As the world pushes for stronger climate measures to stop the destruction of the Arctic, many countries are also keen to take advantage of the region’s new opportunities in shipping, mining, drilling and security. Meanwhile, the Arctic’s own inhabitants want to have a bigger say in the region’s development, aware that outsiders might be less eager or able to strike a balance between economic exploitation and environmental protection.
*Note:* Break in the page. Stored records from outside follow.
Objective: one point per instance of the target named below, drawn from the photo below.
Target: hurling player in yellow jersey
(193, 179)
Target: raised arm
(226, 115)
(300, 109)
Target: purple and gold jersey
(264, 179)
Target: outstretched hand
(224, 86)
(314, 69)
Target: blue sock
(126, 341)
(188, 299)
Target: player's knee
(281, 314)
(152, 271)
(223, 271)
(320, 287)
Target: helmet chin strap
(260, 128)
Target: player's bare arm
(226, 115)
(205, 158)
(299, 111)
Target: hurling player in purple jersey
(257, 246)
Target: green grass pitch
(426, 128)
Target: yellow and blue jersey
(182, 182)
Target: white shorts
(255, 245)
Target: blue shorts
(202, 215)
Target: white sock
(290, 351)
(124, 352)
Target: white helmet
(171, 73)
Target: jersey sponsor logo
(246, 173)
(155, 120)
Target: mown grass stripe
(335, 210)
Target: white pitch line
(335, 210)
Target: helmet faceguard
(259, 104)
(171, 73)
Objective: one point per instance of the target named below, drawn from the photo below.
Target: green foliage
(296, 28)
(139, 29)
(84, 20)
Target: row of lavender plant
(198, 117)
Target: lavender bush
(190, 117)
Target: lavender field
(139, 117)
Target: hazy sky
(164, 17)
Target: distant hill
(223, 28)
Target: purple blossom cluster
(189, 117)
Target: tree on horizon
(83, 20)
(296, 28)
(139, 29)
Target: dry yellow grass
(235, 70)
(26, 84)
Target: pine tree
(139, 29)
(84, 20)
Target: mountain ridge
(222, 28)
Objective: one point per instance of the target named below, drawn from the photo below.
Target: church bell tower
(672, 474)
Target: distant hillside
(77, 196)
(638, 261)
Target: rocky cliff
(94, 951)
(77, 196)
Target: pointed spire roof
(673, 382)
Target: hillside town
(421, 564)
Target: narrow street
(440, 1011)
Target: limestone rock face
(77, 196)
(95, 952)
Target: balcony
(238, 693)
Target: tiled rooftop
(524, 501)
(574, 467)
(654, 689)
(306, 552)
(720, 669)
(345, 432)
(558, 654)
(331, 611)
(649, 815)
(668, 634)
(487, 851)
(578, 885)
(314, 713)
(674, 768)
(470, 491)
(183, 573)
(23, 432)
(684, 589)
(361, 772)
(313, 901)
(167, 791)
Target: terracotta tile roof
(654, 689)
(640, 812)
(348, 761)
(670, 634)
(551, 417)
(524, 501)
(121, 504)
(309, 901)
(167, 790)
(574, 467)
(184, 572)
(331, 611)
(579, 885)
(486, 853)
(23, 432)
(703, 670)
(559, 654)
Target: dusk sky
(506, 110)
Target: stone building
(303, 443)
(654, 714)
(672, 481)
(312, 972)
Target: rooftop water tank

In the emerging debate, Arctic is often portrayed as a remote, pristine, exotic region which “has to be saved” by external commitment. Meanwhile, regional stakeholders emphasise that exactly the opposite is the truth – the Arctic is populated, regulated, and not far. “Those claims are completely false. To Norway, the Arctic is not remote. There is no legal vacuum in the Arctic, national and international legal mechanisms are already in place and apply,” Norwegian Foreign Minister Ine Eiriksen Søreide told a panel at Arctic Frontiers, Norway’s largest gathering on Arctic affairs. “We will find a balance between [environmental] protection and productivity.”
But global interest in the economic potential of the Arctic is on the rise. Valuable minerals and around a quarter of the world’s still undiscovered reserves of oil and gas are thought to lie in the Arctic. New northern shipping routes becoming navigable in summer could drastically reduce transport time and CO2 emissions between the world’s commercial hubs. However, business opportunities in recent years have increasingly clashed with indigenous people’s rights, who demand better involvement in decision-making processes.